Wednesday, March 7, 2012
The Flood
It seems like since mid-January we haven't had a regular week of school. There have been visitors, colds, trips to the beach and a general malaise that has interrupted our schedule consistently. But I was sure that would turn around this past week. Sam just turned 6 and celebrated with her first slumber party (just two kids), Spring is around the corner and the weather is great, and all the visitors, people and sicknesses alike, have left town. It’s a peaceful Tuesday morning, usually a day Sarah would teach but she’s taking one more day off to make sure Baby O is all better, and I decide we should do our morning schooling downstairs instead of upstairs in the school room.

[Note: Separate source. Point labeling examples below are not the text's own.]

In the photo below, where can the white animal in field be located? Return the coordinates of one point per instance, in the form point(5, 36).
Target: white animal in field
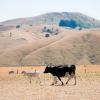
point(31, 74)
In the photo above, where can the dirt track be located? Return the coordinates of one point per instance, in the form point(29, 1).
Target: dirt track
point(17, 87)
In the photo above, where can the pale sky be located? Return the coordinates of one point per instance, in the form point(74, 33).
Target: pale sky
point(11, 9)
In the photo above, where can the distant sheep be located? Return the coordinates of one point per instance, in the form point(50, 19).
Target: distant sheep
point(11, 72)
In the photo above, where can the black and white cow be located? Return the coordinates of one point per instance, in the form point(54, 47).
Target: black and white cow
point(61, 71)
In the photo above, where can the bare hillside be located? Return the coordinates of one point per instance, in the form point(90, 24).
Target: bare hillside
point(28, 46)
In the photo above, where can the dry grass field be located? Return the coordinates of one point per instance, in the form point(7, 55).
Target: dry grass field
point(17, 86)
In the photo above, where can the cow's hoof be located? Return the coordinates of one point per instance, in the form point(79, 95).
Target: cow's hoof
point(52, 84)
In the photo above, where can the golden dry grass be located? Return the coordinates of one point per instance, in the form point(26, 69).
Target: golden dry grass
point(17, 87)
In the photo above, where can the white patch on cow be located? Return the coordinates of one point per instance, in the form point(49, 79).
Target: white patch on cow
point(69, 65)
point(66, 74)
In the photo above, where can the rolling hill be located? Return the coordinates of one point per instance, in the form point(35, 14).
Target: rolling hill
point(81, 20)
point(27, 44)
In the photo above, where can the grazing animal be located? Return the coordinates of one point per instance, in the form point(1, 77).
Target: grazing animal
point(11, 72)
point(31, 74)
point(61, 71)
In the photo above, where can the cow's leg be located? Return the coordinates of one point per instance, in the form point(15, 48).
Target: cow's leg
point(61, 81)
point(69, 77)
point(54, 80)
point(75, 80)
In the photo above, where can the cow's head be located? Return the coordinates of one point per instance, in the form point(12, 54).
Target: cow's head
point(47, 69)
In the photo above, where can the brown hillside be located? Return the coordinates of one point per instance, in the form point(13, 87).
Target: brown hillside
point(28, 46)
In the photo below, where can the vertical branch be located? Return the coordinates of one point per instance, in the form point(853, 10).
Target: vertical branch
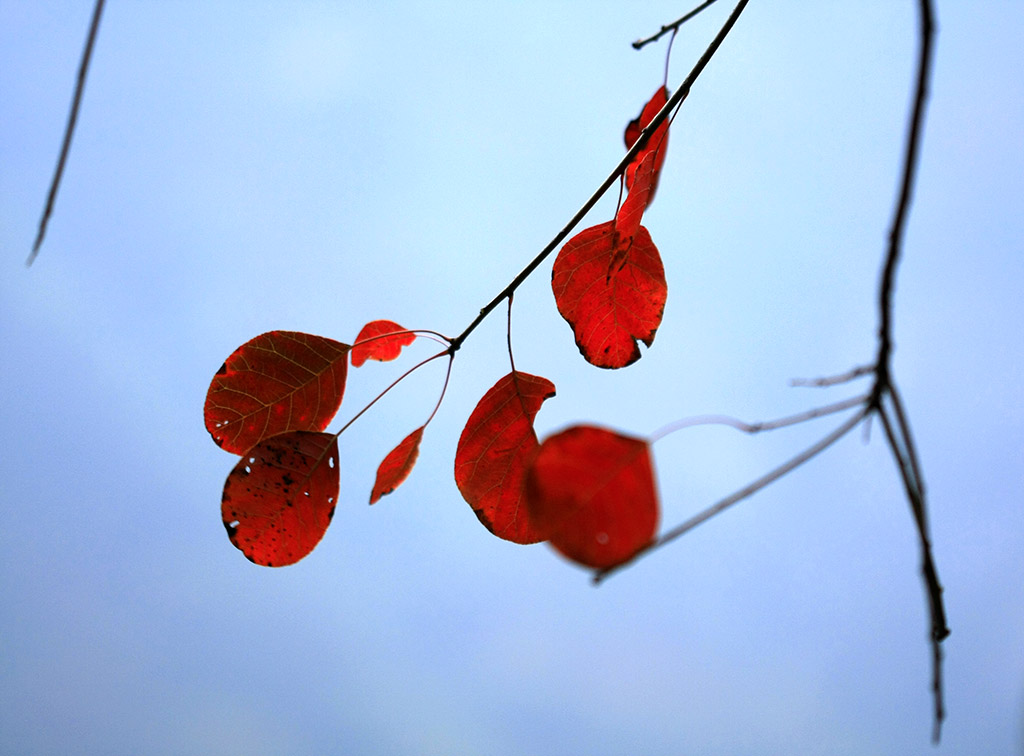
point(83, 71)
point(898, 434)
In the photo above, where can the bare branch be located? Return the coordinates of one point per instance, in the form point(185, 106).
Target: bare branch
point(743, 493)
point(83, 71)
point(835, 380)
point(758, 427)
point(898, 435)
point(674, 27)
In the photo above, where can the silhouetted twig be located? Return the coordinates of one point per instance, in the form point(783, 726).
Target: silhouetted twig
point(674, 27)
point(641, 142)
point(83, 71)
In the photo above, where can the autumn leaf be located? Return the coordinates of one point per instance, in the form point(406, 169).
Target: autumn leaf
point(378, 345)
point(611, 290)
point(631, 213)
point(280, 498)
point(657, 143)
point(276, 382)
point(396, 465)
point(494, 451)
point(592, 491)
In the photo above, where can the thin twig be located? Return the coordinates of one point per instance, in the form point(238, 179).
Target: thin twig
point(743, 493)
point(905, 192)
point(939, 631)
point(898, 435)
point(758, 427)
point(641, 142)
point(83, 71)
point(835, 380)
point(671, 27)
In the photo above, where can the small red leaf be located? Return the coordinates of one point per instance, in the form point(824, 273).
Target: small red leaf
point(657, 143)
point(276, 382)
point(611, 291)
point(593, 492)
point(280, 498)
point(382, 348)
point(494, 451)
point(396, 466)
point(630, 214)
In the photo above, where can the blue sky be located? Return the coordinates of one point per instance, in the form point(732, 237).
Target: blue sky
point(243, 167)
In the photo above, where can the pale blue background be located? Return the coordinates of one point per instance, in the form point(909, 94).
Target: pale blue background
point(248, 166)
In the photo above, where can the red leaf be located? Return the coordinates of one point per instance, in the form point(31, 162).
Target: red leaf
point(631, 213)
point(280, 498)
point(396, 466)
point(383, 349)
point(593, 492)
point(276, 382)
point(657, 143)
point(611, 291)
point(494, 451)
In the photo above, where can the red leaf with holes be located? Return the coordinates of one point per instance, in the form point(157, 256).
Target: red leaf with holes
point(592, 491)
point(276, 382)
point(382, 347)
point(280, 498)
point(611, 290)
point(396, 466)
point(495, 448)
point(657, 143)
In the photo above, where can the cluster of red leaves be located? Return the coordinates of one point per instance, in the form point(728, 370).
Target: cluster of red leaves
point(587, 491)
point(269, 403)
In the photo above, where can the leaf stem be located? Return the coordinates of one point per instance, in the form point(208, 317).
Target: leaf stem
point(394, 383)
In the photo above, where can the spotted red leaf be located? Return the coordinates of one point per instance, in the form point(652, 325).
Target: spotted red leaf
point(592, 491)
point(276, 382)
point(494, 451)
point(611, 290)
point(280, 498)
point(396, 466)
point(657, 143)
point(379, 345)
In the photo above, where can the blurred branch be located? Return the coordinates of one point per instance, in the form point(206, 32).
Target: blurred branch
point(83, 71)
point(897, 427)
point(748, 491)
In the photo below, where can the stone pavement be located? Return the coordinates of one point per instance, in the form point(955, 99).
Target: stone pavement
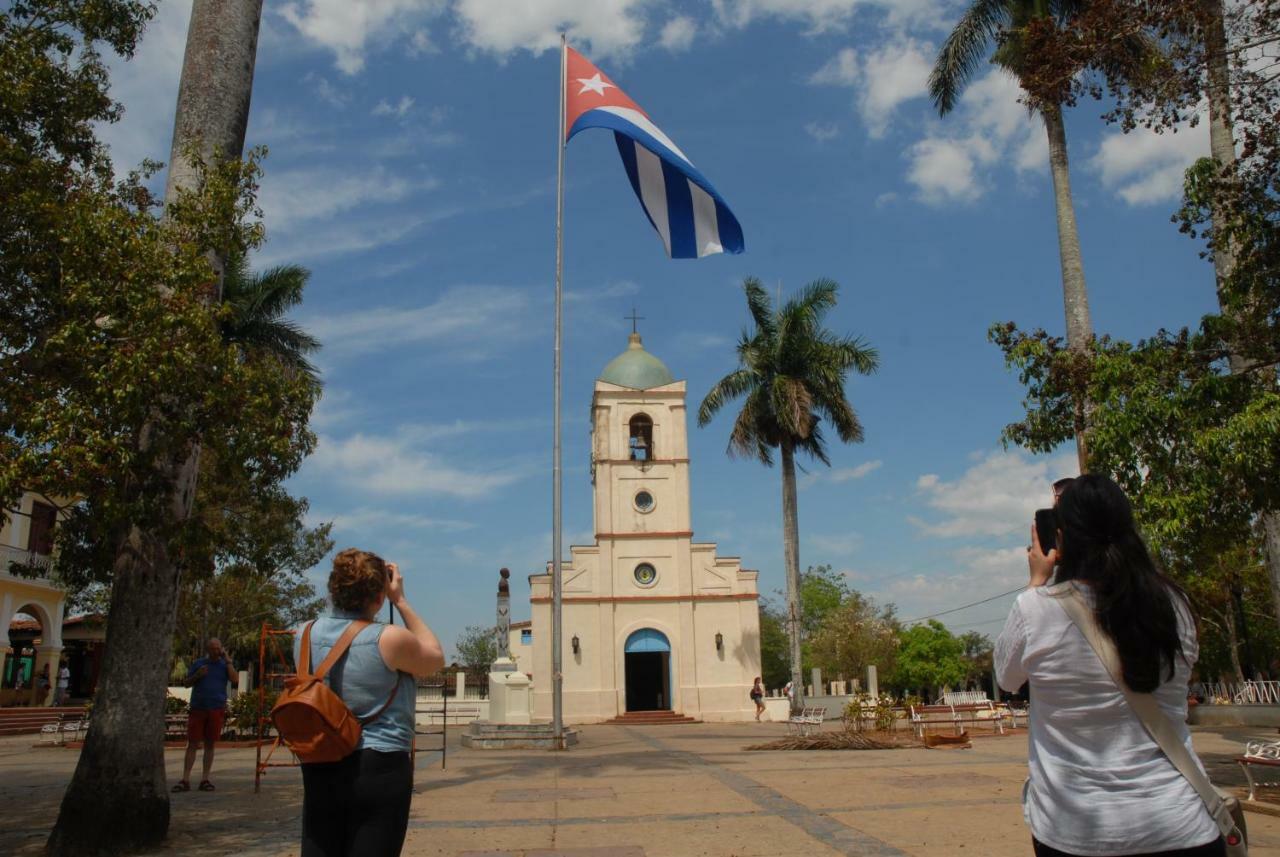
point(631, 792)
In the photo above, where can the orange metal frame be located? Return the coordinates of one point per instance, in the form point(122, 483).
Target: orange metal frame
point(280, 670)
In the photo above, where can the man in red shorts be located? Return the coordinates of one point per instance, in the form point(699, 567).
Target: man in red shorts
point(208, 678)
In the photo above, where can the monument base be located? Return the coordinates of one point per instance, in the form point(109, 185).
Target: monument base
point(487, 734)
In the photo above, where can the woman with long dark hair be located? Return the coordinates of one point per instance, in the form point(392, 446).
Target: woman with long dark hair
point(1098, 783)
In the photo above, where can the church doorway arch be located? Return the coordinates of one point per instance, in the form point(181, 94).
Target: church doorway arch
point(647, 663)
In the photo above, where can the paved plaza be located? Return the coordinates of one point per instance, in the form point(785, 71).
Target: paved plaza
point(631, 792)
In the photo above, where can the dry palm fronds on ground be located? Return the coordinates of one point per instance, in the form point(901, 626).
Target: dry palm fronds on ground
point(839, 741)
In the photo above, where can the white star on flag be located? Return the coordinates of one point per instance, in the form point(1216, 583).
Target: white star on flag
point(594, 85)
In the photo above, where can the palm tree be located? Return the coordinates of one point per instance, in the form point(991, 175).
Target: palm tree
point(257, 321)
point(790, 376)
point(1004, 24)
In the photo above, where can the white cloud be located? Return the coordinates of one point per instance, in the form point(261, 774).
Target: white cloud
point(991, 128)
point(348, 27)
point(400, 109)
point(606, 27)
point(398, 467)
point(944, 170)
point(841, 545)
point(822, 15)
point(300, 196)
point(147, 87)
point(822, 131)
point(1144, 168)
point(841, 69)
point(325, 91)
point(996, 496)
point(472, 320)
point(677, 33)
point(373, 519)
point(840, 475)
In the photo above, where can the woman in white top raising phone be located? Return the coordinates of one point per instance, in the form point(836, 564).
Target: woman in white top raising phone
point(1098, 783)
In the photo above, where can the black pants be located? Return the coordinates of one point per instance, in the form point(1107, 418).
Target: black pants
point(357, 807)
point(1216, 848)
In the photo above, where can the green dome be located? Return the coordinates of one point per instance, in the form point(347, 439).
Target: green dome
point(636, 369)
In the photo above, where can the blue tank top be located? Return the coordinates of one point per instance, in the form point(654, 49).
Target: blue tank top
point(364, 681)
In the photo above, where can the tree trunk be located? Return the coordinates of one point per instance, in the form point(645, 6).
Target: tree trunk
point(118, 800)
point(791, 562)
point(1221, 146)
point(1075, 297)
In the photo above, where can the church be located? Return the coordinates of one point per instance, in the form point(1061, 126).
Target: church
point(653, 621)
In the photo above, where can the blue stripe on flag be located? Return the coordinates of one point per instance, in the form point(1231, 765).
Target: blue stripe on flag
point(730, 230)
point(680, 212)
point(627, 150)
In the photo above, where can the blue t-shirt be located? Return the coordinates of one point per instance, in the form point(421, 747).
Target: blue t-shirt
point(209, 693)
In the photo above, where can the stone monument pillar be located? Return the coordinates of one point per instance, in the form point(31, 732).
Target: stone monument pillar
point(508, 688)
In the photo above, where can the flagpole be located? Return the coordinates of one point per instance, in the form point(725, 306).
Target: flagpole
point(557, 636)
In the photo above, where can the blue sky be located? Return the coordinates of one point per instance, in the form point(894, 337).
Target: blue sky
point(412, 169)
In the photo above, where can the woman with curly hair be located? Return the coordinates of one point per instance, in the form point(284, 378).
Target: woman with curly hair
point(359, 806)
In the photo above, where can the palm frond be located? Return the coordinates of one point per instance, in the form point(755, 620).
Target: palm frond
point(725, 390)
point(964, 49)
point(760, 307)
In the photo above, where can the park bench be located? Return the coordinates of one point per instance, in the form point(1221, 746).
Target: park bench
point(1258, 754)
point(976, 713)
point(807, 722)
point(67, 725)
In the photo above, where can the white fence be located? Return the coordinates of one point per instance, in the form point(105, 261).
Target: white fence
point(1238, 693)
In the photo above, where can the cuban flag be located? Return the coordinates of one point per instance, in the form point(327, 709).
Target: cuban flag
point(690, 216)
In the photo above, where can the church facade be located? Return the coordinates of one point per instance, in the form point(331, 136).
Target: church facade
point(653, 621)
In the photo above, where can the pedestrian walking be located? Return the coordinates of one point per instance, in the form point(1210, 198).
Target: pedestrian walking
point(64, 682)
point(758, 697)
point(208, 678)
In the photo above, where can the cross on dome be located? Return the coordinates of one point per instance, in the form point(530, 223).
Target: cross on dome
point(595, 85)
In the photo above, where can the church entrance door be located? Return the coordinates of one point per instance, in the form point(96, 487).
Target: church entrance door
point(648, 670)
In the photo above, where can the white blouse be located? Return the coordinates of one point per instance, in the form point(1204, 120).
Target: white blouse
point(1098, 784)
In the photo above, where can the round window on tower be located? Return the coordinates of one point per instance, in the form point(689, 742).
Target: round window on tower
point(645, 574)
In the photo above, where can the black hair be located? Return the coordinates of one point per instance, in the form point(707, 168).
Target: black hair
point(1134, 601)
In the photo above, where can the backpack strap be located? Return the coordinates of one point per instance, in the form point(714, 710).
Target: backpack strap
point(339, 647)
point(305, 651)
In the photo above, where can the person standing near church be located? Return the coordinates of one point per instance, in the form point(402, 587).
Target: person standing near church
point(208, 678)
point(64, 682)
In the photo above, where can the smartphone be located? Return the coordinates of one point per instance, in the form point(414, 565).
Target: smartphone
point(1046, 527)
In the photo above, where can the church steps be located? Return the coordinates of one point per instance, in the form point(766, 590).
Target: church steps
point(649, 719)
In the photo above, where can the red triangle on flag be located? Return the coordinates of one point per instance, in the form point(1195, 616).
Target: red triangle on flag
point(588, 87)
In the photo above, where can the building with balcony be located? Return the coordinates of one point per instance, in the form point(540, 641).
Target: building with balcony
point(31, 604)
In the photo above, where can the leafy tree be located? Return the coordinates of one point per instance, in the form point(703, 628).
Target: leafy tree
point(855, 635)
point(478, 647)
point(929, 656)
point(791, 375)
point(233, 603)
point(257, 305)
point(1009, 30)
point(775, 664)
point(113, 371)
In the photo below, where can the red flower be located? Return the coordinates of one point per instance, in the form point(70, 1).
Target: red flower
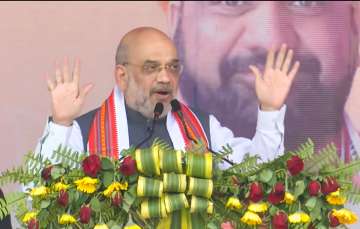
point(256, 193)
point(235, 181)
point(116, 199)
point(280, 220)
point(278, 193)
point(128, 166)
point(333, 221)
point(63, 198)
point(311, 226)
point(91, 165)
point(85, 214)
point(295, 165)
point(313, 188)
point(33, 224)
point(46, 173)
point(329, 185)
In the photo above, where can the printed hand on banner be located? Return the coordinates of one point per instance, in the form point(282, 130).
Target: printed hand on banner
point(272, 87)
point(352, 105)
point(66, 97)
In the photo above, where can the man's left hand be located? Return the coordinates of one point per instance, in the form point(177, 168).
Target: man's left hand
point(274, 85)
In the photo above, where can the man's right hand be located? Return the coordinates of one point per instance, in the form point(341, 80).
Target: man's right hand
point(66, 97)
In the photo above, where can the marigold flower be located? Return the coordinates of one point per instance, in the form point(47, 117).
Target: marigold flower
point(39, 191)
point(258, 207)
point(60, 186)
point(86, 184)
point(251, 218)
point(29, 216)
point(116, 186)
point(233, 203)
point(101, 226)
point(67, 219)
point(345, 216)
point(289, 198)
point(335, 198)
point(299, 217)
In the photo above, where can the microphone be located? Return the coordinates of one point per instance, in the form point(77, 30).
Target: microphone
point(175, 107)
point(159, 107)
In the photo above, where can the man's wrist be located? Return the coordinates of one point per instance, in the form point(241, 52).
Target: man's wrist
point(66, 123)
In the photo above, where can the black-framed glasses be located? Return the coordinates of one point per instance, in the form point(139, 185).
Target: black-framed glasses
point(153, 67)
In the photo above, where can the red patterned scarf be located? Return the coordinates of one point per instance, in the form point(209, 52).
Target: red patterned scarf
point(103, 137)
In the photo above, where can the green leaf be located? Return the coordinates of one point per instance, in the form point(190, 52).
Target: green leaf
point(95, 204)
point(116, 227)
point(252, 178)
point(266, 175)
point(107, 164)
point(299, 188)
point(108, 178)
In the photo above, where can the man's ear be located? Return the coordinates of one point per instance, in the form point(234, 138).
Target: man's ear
point(174, 16)
point(121, 77)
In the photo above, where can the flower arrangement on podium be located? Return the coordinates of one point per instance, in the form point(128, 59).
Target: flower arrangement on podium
point(160, 187)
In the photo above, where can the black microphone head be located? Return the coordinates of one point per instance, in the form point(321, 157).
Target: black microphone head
point(159, 107)
point(175, 105)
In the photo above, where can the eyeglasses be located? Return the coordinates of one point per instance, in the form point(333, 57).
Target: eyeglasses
point(150, 68)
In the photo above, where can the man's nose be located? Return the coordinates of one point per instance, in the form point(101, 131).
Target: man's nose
point(163, 75)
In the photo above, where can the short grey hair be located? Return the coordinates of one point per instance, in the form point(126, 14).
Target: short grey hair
point(121, 54)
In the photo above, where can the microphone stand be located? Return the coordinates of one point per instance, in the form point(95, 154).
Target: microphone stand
point(159, 107)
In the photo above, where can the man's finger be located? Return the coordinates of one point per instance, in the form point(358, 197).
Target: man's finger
point(255, 71)
point(84, 91)
point(280, 57)
point(294, 70)
point(269, 60)
point(76, 72)
point(58, 77)
point(67, 76)
point(289, 56)
point(51, 85)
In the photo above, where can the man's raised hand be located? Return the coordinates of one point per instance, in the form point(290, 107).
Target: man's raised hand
point(273, 86)
point(67, 97)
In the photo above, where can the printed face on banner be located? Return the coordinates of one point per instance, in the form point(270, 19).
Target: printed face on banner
point(218, 40)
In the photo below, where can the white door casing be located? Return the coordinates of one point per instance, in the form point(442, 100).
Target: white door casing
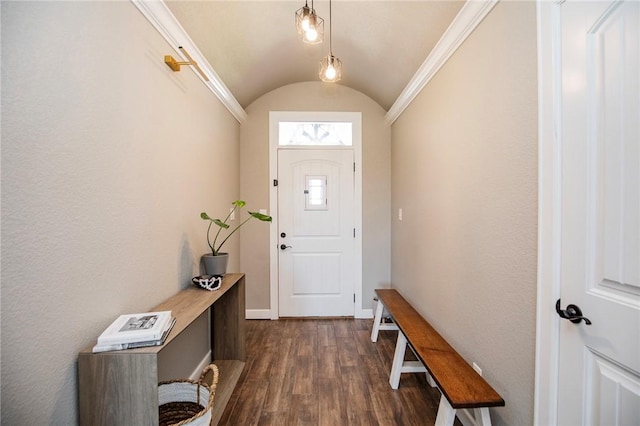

As it turns out, it was a Very. Bad. Choice. Had we gone upstairs at 8:30am we would have noticed the girls’ toilet overflowing but as it was, we didn’t notice it until 10:30 when the water started pouring out of the ceiling in the family room. It came first out of the ceiling fan and then out of a smoke detector about 10 feet away. The fire alarms went off and the girls ran off screaming in excitement. I remember starting at the fan and the water pouring out and thinking “this is really happening? Really? Maybe it’s a dream…no, it’s not a dream.”
After calling Jim at work I figured out how to turn off the smoke alarms – it’s actually quite simple, you just climb a frickin ladder and yank them out. The decibel level dropped dramatically as did my blood pressure. I threw every towel we owned on the floor, moved the couch out of the way, put a few pots under the waterfalls and waited for Blaine.
I was thinking burst pipes so I was quite relieved to learn it was an overflowing toilet, a relatively quick fix other than for the damage caused. I called our insurance company and within an hour my doorbell was ringing. First came the disaster clean up company followed by the industrial strength cleaning company who bagged and tagged anything and everything that got wet, including kids shoes, clothes, couch cushions, rugs, pillows and so on. I felt like I was in that scene in E.T. the movie where various government agencies descend upon the house in hasmat gear and set up a major quarantine area lest the alien was toxic or something. People just kept showing up in gloves and masks and talking in code. The girls and I walked around in a zone watching the various goings on.
The final workers didn’t leave until 8pm that night. They had ripped out the carpet, vanity, sink, tile and wainscoting upstairs. They tore out the drywall and took down the ceiling fan and pendant light downstairs. They installed 3 large blowers to suck out all the humidity, which were quite loud and smelly. We made a decision to leave town, back the beach we went. So much for getting in a regular week of schooling.